Left/Right Hand Segmentation in Egocentric Videos
This work addresses hand segmentation for applications in user-machine interaction using wearable cameras, but it is incremental as it builds on existing methods.
The paper tackles the problem of segmenting left and right hands in egocentric videos, which is complicated by hand-to-hand occlusions and interactions, by extending traditional background-foreground methods with a hand-identification step and temporal superpixels, resulting in improved segmentation reliability.
Wearable cameras allow people to record their daily activities from a user-centered (First Person Vision) perspective. Due to their favorable location, wearable cameras frequently capture the hands of the user, and may thus represent a promising user-machine interaction tool for different applications. Existent First Person Vision methods handle hand segmentation as a background-foreground problem, ignoring two important facts: i) hands are not a single "skin-like" moving element, but a pair of interacting cooperative entities, ii) close hand interactions may lead to hand-to-hand occlusions and, as a consequence, create a single hand-like segment.
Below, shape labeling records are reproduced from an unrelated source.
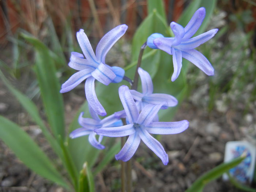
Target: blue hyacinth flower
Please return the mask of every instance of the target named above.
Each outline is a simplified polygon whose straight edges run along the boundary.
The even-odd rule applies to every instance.
[[[97,134],[109,137],[129,137],[123,147],[116,155],[117,160],[129,160],[133,156],[142,139],[162,160],[164,165],[168,162],[168,155],[161,144],[150,133],[176,134],[182,132],[188,127],[186,120],[174,122],[153,122],[158,110],[165,103],[148,104],[140,113],[127,86],[119,87],[119,97],[126,113],[128,124],[114,127],[95,129]]]
[[[78,118],[78,122],[82,127],[73,131],[69,134],[69,137],[72,139],[74,139],[89,135],[88,140],[91,145],[97,149],[103,149],[105,147],[101,144],[103,136],[100,135],[97,140],[96,138],[97,134],[94,130],[101,127],[122,126],[123,125],[123,122],[114,114],[101,120],[97,113],[90,105],[89,109],[92,118],[83,117],[84,113],[83,112],[81,113]]]
[[[79,45],[86,59],[79,53],[72,52],[68,65],[79,71],[75,73],[61,86],[60,93],[69,91],[86,79],[85,90],[86,98],[92,108],[102,116],[106,114],[95,93],[96,79],[105,85],[119,83],[123,79],[124,70],[118,67],[110,67],[105,63],[105,58],[109,49],[126,31],[128,27],[122,25],[106,33],[99,42],[94,54],[88,38],[83,29],[76,33]]]
[[[214,70],[210,62],[200,52],[195,49],[212,38],[218,31],[214,29],[191,38],[202,24],[205,16],[205,9],[201,7],[195,13],[186,27],[175,22],[170,26],[174,37],[165,37],[159,33],[151,35],[148,38],[147,45],[152,49],[159,49],[173,55],[173,74],[172,81],[178,76],[182,66],[182,57],[190,61],[208,75],[213,75]]]

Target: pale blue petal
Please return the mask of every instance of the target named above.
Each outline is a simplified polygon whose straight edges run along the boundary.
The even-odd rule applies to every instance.
[[[83,127],[93,131],[96,128],[101,127],[102,125],[99,121],[93,118],[83,117],[83,112],[81,112],[78,118],[78,123]]]
[[[185,27],[184,39],[189,39],[195,34],[201,26],[205,16],[204,7],[201,7],[195,12],[191,19]]]
[[[66,93],[72,90],[84,79],[91,76],[91,69],[87,69],[76,72],[62,84],[60,92],[61,93]]]
[[[144,128],[141,128],[138,131],[140,139],[146,145],[161,159],[163,165],[167,165],[169,161],[168,155],[159,142],[150,135]]]
[[[94,133],[93,131],[88,130],[86,128],[82,127],[76,129],[70,133],[69,137],[71,139],[74,139],[81,136],[87,135],[92,133]]]
[[[173,37],[159,37],[154,39],[153,42],[157,48],[171,55],[171,47],[174,40]]]
[[[120,127],[99,128],[94,129],[94,132],[98,135],[104,136],[118,137],[132,135],[135,131],[132,123]]]
[[[180,24],[173,21],[171,23],[170,25],[175,35],[174,41],[173,42],[172,45],[173,46],[179,45],[181,42],[182,38],[184,37],[184,28]]]
[[[121,151],[116,155],[116,160],[127,161],[133,156],[140,142],[140,138],[137,132],[128,138]]]
[[[144,96],[143,94],[135,90],[130,90],[130,92],[134,100],[141,101],[141,99]]]
[[[103,149],[105,147],[100,143],[96,139],[95,136],[96,133],[93,133],[89,135],[88,140],[89,142],[93,147],[98,149]]]
[[[204,56],[195,49],[182,50],[182,57],[193,64],[207,75],[213,75],[214,69]]]
[[[172,76],[172,81],[175,81],[180,73],[182,67],[182,55],[180,50],[172,48],[173,53],[173,74]]]
[[[136,122],[139,117],[139,112],[128,87],[125,85],[121,86],[118,92],[128,121],[130,123]]]
[[[144,107],[140,112],[136,123],[140,125],[147,126],[152,122],[163,103],[159,105],[149,104]]]
[[[150,124],[145,128],[151,133],[177,134],[185,130],[189,124],[187,120],[174,122],[154,122]]]
[[[112,67],[112,71],[116,76],[112,83],[117,83],[122,81],[124,76],[124,70],[121,67],[116,66]]]
[[[103,36],[96,48],[96,57],[99,61],[105,63],[105,57],[108,52],[124,34],[128,28],[128,26],[125,24],[118,25]]]
[[[163,93],[153,93],[148,96],[144,96],[143,101],[149,104],[157,105],[163,102],[164,105],[161,109],[165,109],[169,107],[176,106],[178,104],[178,100],[174,97]]]
[[[181,49],[192,49],[197,47],[212,38],[218,31],[217,29],[212,29],[195,37],[182,41],[178,47]]]
[[[80,29],[76,33],[76,37],[83,53],[87,60],[93,63],[99,63],[100,62],[96,59],[89,39],[83,29]]]
[[[156,38],[164,37],[163,35],[160,33],[153,33],[148,37],[147,41],[147,45],[151,49],[157,49],[157,48],[153,43],[154,40]]]
[[[138,72],[141,80],[142,93],[145,94],[151,94],[153,93],[153,83],[148,73],[139,67]]]
[[[90,77],[85,82],[85,90],[86,99],[95,112],[100,116],[105,116],[107,113],[98,99],[95,93],[95,79],[93,77]]]
[[[91,75],[102,83],[108,85],[116,78],[116,75],[106,65],[101,63],[91,72]]]
[[[86,69],[91,69],[92,71],[97,67],[98,65],[97,63],[84,59],[83,54],[76,52],[71,52],[70,61],[68,63],[70,67],[79,71]]]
These facts complicate a proper understanding of hand movements and interactions. Our approach extends traditional background-foreground strategies, by including a hand-identification step (left-right) based on a Maxwell distribution of angle and position. Hand-to-hand occlusions are addressed by exploiting temporal superpixels. The experimental results show that, in addition to a reliable left/right hand-segmentation, our approach considerably improves the traditional background-foreground hand-segmentation.